Why do we need BSI PAS 100?
This is way of defining the quality of the compost. Compost producers need to know they are producing to a certain standard and buyers and specifiers need a way of recognising these standards.
Can I sell, transport and apply compost certified to BSI PAS 100?
In England and Wales, compost certified to BSI PAS 100 is of recognised quality. However, it is still considered a waste. In order for it to be accepted as a product, compost needs to comply with the Quality Protocol for Compost. Although quality compost can be sold, it requires regulatory control for its handling, transport and application.
In Scotland and Northern Ireland, compost produced to BSI PAS 100 is considered a product and is therefore free of these additional regulatory controls.

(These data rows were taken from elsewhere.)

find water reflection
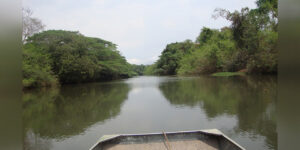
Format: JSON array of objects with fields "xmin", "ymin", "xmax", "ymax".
[
  {"xmin": 23, "ymin": 76, "xmax": 277, "ymax": 150},
  {"xmin": 23, "ymin": 83, "xmax": 129, "ymax": 146},
  {"xmin": 159, "ymin": 76, "xmax": 277, "ymax": 149}
]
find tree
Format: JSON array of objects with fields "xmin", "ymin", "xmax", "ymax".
[{"xmin": 22, "ymin": 8, "xmax": 45, "ymax": 43}]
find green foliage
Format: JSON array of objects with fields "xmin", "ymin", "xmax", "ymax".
[
  {"xmin": 23, "ymin": 30, "xmax": 133, "ymax": 87},
  {"xmin": 148, "ymin": 40, "xmax": 194, "ymax": 75},
  {"xmin": 131, "ymin": 64, "xmax": 146, "ymax": 76},
  {"xmin": 22, "ymin": 44, "xmax": 58, "ymax": 88},
  {"xmin": 148, "ymin": 0, "xmax": 278, "ymax": 75}
]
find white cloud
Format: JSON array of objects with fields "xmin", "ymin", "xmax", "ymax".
[{"xmin": 23, "ymin": 0, "xmax": 255, "ymax": 64}]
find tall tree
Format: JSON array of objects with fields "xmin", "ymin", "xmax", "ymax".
[{"xmin": 22, "ymin": 8, "xmax": 45, "ymax": 43}]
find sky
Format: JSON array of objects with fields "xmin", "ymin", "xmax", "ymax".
[{"xmin": 23, "ymin": 0, "xmax": 256, "ymax": 64}]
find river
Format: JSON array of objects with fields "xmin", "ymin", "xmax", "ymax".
[{"xmin": 23, "ymin": 76, "xmax": 277, "ymax": 150}]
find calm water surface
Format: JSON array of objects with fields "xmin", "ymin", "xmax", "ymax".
[{"xmin": 23, "ymin": 76, "xmax": 277, "ymax": 150}]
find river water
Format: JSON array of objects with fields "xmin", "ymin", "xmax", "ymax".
[{"xmin": 23, "ymin": 76, "xmax": 277, "ymax": 150}]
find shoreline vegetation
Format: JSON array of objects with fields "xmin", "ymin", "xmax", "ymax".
[
  {"xmin": 22, "ymin": 0, "xmax": 278, "ymax": 89},
  {"xmin": 23, "ymin": 30, "xmax": 144, "ymax": 88},
  {"xmin": 145, "ymin": 0, "xmax": 278, "ymax": 76}
]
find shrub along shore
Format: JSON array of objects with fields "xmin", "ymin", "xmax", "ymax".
[
  {"xmin": 23, "ymin": 30, "xmax": 144, "ymax": 88},
  {"xmin": 145, "ymin": 0, "xmax": 278, "ymax": 75}
]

How does BSI PAS 100 certified compost become a 'product'?
The Quality Protocol for Compost sets out the criteria for when source-segregated waste becomes a 'product' in England and Wales. BSI PAS 100 is the preferred baseline standard for achieving QP certification as it is extensively used across the industry and meets the criteria stated in Appendix D of the Quality Protocol. This protocol came into effect in March 2007.

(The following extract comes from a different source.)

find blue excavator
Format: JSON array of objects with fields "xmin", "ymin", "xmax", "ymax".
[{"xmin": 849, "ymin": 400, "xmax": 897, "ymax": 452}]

Why should I certify to BSI PAS 100 if I then have also to certify to QCP to sell a 'product'?
As mentioned above, achieving to BSI PAS 100 is a useful step toward achieving QCP compliancy. The BSI PAS 100 is the preferred baseline standard for achieving QP certification as it is extensively used across the industry and meets the criteria stated in Appendix D of the Quality Protocol.

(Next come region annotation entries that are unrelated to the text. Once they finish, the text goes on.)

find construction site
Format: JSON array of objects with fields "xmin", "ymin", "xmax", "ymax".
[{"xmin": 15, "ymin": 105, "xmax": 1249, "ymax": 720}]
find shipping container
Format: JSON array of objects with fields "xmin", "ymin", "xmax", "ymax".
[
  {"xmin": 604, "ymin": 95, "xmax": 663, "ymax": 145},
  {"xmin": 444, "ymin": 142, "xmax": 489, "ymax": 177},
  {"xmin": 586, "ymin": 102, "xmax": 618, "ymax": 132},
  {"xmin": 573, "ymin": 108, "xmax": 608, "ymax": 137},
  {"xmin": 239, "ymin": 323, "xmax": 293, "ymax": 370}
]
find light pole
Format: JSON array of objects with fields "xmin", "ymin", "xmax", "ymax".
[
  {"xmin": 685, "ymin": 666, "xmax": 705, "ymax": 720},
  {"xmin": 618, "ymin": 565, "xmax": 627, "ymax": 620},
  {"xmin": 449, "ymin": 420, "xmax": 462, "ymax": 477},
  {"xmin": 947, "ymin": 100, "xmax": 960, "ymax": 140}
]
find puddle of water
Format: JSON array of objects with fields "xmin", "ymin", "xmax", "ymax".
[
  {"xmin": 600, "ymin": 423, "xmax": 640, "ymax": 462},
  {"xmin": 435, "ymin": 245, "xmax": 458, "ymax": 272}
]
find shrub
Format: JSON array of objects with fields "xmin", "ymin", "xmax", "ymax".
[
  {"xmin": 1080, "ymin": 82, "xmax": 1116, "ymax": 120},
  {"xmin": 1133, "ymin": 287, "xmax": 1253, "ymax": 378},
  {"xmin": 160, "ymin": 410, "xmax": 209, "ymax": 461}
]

Is there a lot of work involved in getting BSA PAS 100 certified?
Certification involves a series of steps and the Association for Organics Recycling will be able to assist you with most of them. The steps involved are briefly described below:
- Creation of a quality policy
- Hazards analysis
- Creating standard operating procedures
- Process validation and day-to-day record keeping
Please refer to the certification section of AFOR's website for more detail.
How long does it take to get BSI PAS 100 certified?
As a rough guide, allow seven to 10 months from beginning to end. it really depends on what stage you are starting from, how quickly you make your compost, the speed at which you process the paperwork, and how long it takes for the lab to perform its analysis.
How do I join the certification scheme?
The certification section of the Association for Organics Recycling website has all the information relating to scheme application or enquiries.
How many producers are working towards certification?
The number of producers applying or achieving certification status to BSI PAS 100 or QCP varies from month to month. For an up-to-date figure please refer to the certification section of the Association for Organics Recycling website.
How can I find out who is BSI PAS 100 or QCP certified?
You can search for producers and suppliers by postcode via WRAP's Compost Suppliers database or you can look through the certification section of the Association for Organics Recycling website.
Can we self-comply or do we need to bring in consultants?
You can self-certify, although we strongly recommend independent third party certification (as does the Association for Organics Recycling).
What do I do if I don't think the compost I purchased is up to standard?
If you have purchased PAS100 certified compost, and you don’t believe it to meet the required standard, then please visit the AFOR website for information on how to register your feedback.